Your LLM already knows most of its tools. Stop re-teaching it every request.
Every API request to Claude resends all tool definitions -- hundreds of tools, full JSON schemas, detailed descriptions. For a setup with 170+ MCP tools, that's ~26K tokens of redundant schema per request.
Text compression proxies (tamp, wet, squeezr) focus on compressing tool results. The real waste is tool definitions.
In our production workload with 170+ tools:
| Approach | Tokens saved |
|---|---|
| Text compression (results) | 8M |
| Schema compression (definitions) | 279M |
You're optimizing the wrong thing.
Methodology: Data collected over 8 days of real Claude Code usage (10,893 requests, 173 MCP tools).
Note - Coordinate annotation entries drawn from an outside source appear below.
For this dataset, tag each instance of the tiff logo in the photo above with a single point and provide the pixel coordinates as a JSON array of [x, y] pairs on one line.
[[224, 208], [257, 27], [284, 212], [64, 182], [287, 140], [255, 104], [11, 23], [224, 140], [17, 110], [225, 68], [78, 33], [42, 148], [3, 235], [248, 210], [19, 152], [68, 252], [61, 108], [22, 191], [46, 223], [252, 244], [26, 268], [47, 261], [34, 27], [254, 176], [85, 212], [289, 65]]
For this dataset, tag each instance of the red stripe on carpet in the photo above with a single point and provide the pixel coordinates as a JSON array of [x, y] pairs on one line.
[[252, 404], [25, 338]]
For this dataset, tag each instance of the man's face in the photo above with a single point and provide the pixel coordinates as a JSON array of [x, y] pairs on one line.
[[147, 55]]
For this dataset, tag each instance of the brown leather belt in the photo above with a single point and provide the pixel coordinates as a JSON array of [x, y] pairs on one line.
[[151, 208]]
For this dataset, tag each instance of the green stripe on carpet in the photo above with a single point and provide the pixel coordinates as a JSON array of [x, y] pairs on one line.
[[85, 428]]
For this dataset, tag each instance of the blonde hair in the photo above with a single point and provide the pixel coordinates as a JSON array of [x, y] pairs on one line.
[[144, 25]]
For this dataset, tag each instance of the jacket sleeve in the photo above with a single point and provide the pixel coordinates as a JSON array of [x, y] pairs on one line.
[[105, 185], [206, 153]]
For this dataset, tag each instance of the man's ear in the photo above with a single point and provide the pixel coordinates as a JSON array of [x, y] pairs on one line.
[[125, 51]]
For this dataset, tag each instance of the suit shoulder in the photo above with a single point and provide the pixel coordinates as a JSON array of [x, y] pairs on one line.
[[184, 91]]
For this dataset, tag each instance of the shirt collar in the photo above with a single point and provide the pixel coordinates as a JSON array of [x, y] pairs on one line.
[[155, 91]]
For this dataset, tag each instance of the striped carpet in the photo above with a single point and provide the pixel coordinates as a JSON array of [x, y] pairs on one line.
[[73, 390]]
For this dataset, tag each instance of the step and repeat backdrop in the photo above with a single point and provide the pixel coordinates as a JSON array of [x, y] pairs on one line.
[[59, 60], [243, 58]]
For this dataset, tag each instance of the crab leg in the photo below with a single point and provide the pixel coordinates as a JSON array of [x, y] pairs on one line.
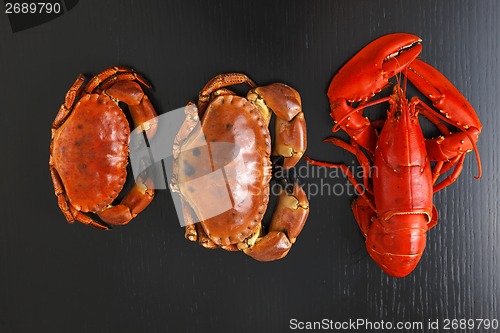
[[70, 213], [69, 101], [139, 197], [144, 116], [456, 111], [286, 224]]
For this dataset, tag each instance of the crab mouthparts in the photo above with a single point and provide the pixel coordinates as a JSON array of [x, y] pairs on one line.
[[403, 49]]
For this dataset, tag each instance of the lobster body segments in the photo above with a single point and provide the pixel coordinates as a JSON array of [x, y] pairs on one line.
[[401, 167]]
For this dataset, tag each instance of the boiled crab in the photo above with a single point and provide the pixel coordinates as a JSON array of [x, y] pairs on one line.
[[222, 116], [89, 148]]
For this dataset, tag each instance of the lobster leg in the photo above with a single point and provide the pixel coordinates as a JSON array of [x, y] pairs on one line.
[[348, 173], [286, 224], [290, 127]]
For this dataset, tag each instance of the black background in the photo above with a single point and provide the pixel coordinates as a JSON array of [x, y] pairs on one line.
[[145, 277]]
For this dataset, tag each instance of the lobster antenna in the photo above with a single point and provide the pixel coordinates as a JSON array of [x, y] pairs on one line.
[[336, 127]]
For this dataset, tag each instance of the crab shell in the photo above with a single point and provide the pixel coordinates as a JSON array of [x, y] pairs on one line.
[[92, 145], [229, 119]]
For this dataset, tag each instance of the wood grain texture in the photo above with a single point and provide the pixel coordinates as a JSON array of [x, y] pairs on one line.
[[146, 277]]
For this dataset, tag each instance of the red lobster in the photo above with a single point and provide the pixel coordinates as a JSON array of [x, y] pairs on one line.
[[396, 210]]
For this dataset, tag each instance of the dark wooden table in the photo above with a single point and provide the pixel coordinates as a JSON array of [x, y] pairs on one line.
[[146, 277]]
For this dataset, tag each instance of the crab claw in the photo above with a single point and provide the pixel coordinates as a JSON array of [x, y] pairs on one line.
[[370, 69]]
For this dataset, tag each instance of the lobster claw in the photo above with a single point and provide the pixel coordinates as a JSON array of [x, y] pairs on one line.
[[369, 70], [443, 94]]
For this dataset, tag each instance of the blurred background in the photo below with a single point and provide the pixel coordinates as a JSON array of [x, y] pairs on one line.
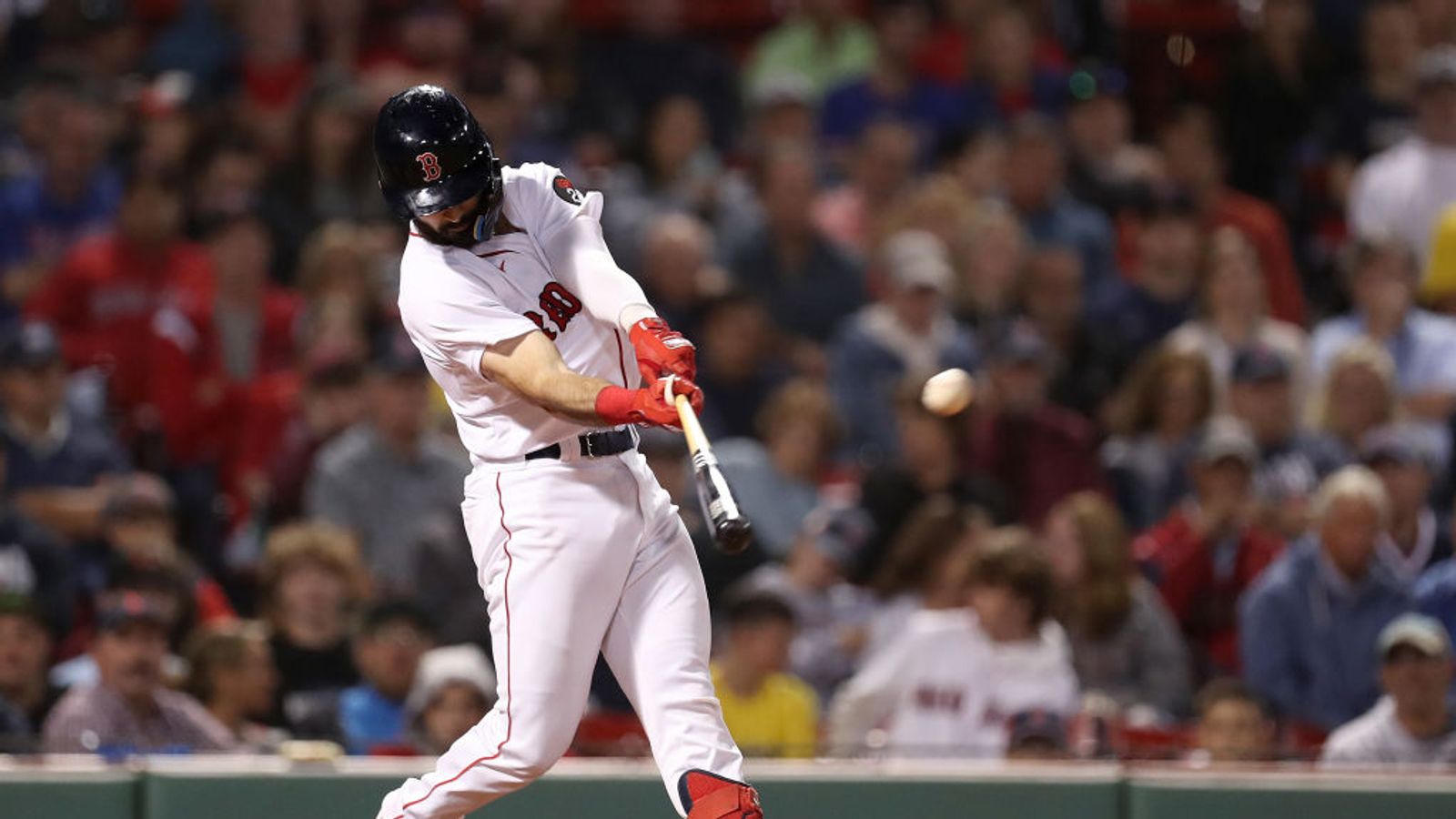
[[1198, 254]]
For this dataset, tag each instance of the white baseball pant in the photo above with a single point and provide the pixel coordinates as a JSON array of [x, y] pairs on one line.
[[579, 555]]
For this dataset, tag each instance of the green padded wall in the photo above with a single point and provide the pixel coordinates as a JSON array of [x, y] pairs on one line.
[[102, 794]]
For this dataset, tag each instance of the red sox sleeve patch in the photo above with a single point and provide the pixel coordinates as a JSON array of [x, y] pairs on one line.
[[565, 189]]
Token counting via
@anthropic-ai/tokenizer. The 8M text compression comparison comes from running the same traffic through tamp's text-only stages. Tool call counts, error rates, and state transitions from the self-learning state file (~/.latent-tools/state.json).
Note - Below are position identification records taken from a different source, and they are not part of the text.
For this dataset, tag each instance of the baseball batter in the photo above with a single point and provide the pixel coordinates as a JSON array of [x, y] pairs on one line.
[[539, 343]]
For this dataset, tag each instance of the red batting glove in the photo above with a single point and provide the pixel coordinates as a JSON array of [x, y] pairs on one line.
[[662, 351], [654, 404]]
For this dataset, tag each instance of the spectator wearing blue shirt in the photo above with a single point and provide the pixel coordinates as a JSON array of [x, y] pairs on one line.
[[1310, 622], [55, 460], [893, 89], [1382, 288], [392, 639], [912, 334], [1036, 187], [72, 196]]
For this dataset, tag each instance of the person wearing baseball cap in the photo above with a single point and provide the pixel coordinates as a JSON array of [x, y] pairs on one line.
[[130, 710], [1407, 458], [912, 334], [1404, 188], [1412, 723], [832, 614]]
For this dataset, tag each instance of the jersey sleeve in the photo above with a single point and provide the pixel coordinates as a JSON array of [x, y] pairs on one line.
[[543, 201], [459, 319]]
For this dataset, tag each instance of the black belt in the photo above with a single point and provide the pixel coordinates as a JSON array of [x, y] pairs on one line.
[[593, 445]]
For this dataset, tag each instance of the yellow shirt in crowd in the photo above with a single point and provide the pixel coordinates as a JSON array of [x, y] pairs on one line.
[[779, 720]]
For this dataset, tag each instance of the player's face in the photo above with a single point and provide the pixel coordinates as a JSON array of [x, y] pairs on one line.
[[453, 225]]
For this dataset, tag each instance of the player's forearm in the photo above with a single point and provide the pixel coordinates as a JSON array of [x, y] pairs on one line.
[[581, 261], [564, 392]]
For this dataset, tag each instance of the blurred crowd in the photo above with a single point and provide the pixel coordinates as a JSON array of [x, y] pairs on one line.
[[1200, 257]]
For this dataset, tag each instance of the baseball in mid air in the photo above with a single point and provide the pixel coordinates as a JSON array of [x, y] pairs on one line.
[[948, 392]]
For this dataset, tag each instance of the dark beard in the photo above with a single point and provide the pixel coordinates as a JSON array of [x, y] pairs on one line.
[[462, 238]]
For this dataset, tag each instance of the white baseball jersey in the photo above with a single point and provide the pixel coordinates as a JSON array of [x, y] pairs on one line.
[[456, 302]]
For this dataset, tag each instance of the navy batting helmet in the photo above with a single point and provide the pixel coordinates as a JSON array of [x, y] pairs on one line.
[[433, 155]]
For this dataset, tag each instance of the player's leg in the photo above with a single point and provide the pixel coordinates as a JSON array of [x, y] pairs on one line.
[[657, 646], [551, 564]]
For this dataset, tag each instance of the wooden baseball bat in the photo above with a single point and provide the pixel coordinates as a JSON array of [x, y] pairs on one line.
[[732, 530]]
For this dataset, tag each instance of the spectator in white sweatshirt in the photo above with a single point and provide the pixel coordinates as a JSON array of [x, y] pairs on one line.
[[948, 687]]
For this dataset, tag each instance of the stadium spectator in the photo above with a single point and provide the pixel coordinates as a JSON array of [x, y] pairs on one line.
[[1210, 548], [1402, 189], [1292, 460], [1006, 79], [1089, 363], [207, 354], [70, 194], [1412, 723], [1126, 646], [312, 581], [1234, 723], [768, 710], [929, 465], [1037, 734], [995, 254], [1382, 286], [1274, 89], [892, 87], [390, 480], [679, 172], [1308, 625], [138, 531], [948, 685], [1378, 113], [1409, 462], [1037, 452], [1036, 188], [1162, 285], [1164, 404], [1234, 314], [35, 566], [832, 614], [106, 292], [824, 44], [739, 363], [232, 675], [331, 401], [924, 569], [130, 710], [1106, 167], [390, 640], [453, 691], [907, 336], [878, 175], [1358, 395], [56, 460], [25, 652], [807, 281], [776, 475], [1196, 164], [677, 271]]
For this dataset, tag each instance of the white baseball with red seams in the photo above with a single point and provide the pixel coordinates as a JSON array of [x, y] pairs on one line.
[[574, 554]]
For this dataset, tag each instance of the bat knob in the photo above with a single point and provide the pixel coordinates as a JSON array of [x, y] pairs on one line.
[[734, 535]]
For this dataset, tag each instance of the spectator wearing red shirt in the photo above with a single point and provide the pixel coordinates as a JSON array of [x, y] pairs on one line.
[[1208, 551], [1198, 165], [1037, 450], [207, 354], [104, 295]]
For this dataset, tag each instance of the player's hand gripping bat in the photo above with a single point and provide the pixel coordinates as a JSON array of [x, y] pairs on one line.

npx latent-tools # Start proxy
export ANTHROPIC_BASE_URL=http://localhost:7778 # Point Claude Code
claude # Done.latent-tools uses an adaptive state machine that progressively strips tool descriptions based on observed success rates. Each tool transitions independently:
NEW ──→ LIGHT ──→ CANARY ──→ NUKED
↑ │
└── PROTECTED ←┘
(error spike)
NEW -- Full schema sent as-is. No compression. The tool is being observed.
LIGHT -- Description truncated to its first sentence. Parameters and types remain intact.
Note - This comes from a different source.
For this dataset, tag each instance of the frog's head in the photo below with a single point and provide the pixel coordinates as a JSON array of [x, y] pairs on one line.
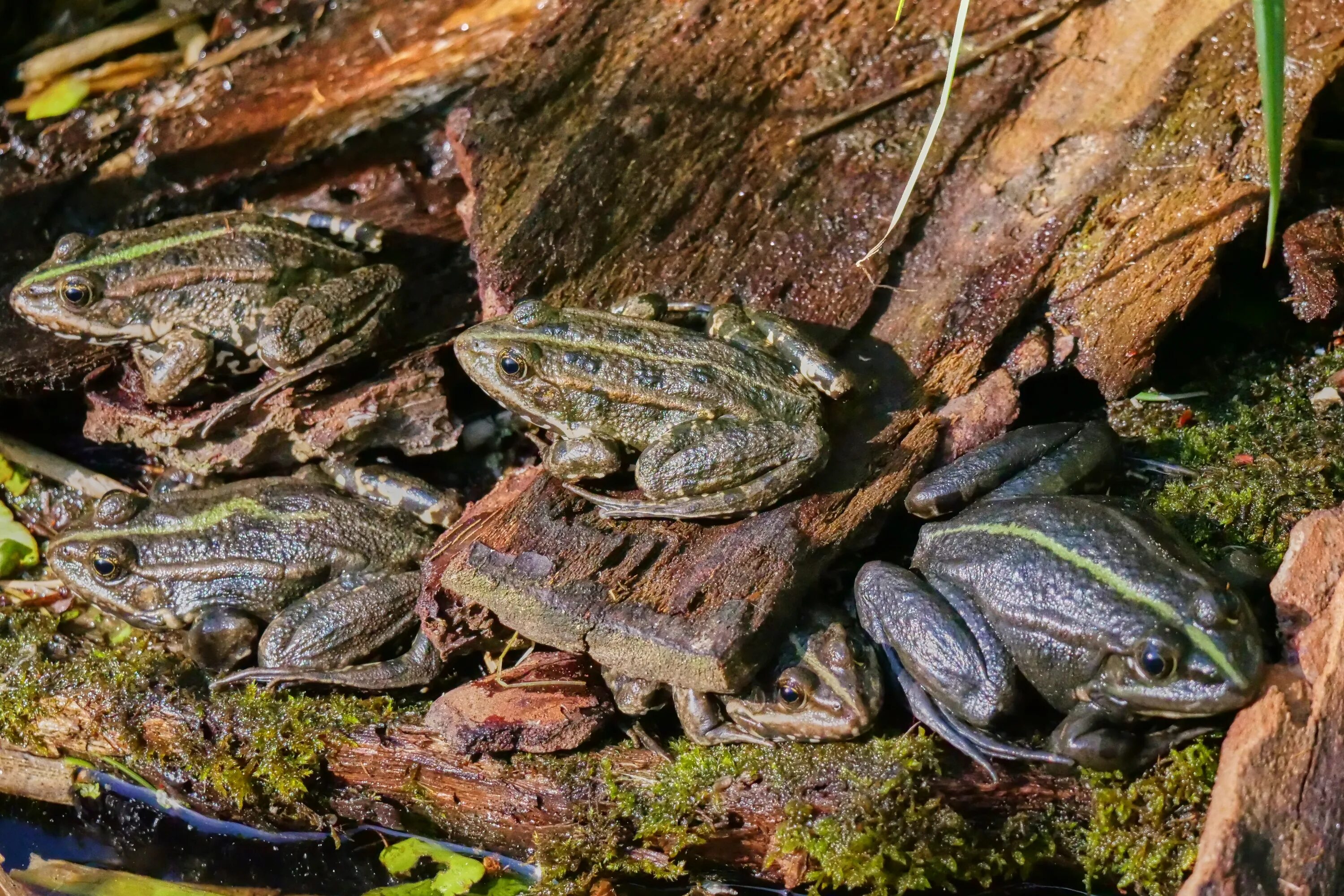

CANARY -- All descriptions removed. The tool is in an observation period, tracking whether the model still uses it correctly.
NUKED -- All descriptions removed, stable. The model has proven it can use this tool from its training data alone. This is a terminal state — the only exit is a model version change (which demotes NUKED → LIGHT for re-validation).
PROTECTED -- Rolled back from CANARY after an error spike. Enters a 30-day cooldown before re-attempting compression (returns to LIGHT).
Claude Code's built-in tools (Read, Write, Bash, Grep, etc.) and well-known MCP tools (GitHub, Gmail, Google Calendar) start at NUKED. Claude has strong training data for these -- there's no reason to send their descriptions.
The proxy intercepts tool_result blocks in follow-up requests to track success and failure per tool. Successful calls advance the tool through the state machine. Errors trigger rollbacks. No external feedback loop required.
| Metric | Value |
|---|---|
| Requests processed | 10,893 |
| Avg tokens saved/request | 25,662 |
| Total tokens saved | 279.5M |
| Tools tracked | 173 |
| Tools at max compression | 115 (66%) |
| Tool calls after compression | 1,529,820 |
| Success rate | 98.15%* |
| Rollbacks | 0 |
* Success rate measures explicit error responses (is_error flags and error-pattern matching in tool results). It does not capture tool selection correctness — if the model silently chooses a different approach instead of using a compressed tool, that miss is invisible to the proxy. This is the primary silent failure risk.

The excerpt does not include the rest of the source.